Study claiming model collapse allegedly used unrealistic scenarios
A recent Nature paper by Shumailov et al. supports this idea by demonstrating cases of model collapse in various AI architectures, including language models, VAEs, and Gaussian mixture models.
But researchers led by Rylan Schaeffer from Stanford University disagree. Schaeffer, co-author of an April paper providing evidence for successful training with AI-generated data, argues that the Shumailov study makes unrealistic assumptions:
- It assumes all previous data is discarded after each iteration.
- The dataset size remains constant, whereas in reality, data volume increases over time.
- One experiment retains 10% of original data but replaces 90%, which is still unrealistic.
In Schaeffer's tests, adding synthetic data to existing data, rather than replacing it, prevented model collapse.

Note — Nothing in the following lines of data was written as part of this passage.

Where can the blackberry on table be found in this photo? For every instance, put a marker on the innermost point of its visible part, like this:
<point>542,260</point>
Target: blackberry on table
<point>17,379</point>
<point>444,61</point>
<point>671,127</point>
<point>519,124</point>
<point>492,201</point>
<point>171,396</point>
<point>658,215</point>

Schaeffer says he often gets questions from journalists about how to prevent model collapse, but he argues that the question is flawed. "It presumes model collapse is a real and significant threat under current best practices. Based on the evidence I've seen, it isn't," Schaeffer writes.
Meta optimizes Llama 3 with synthetic data and "execution feedback"
Meta's recently released LLaMA 3.1 provides a positive example of augmenting training data with synthetic information. To improve performance while avoiding model collapse, Meta employed "Execution Feedback" (page 19): The model generates programming tasks and solutions, which are then checked for correctness. Static code analysis, unit testing, and dynamic execution reveal errors.
If the solutions are incorrect, the model is prompted to revise them. In this way, it iteratively learns from its mistakes, and only correct solutions are incorporated into further iterations. Developers also use translations to improve performance for rare programming languages and for features such as documentation.
Meta has successfully optimized smaller 8B and 70B models using synthetic data from the 405B model. However, the researchers note that without execution feedback, training the 405B model with its own data isn't helpful and "can actually degrade performance."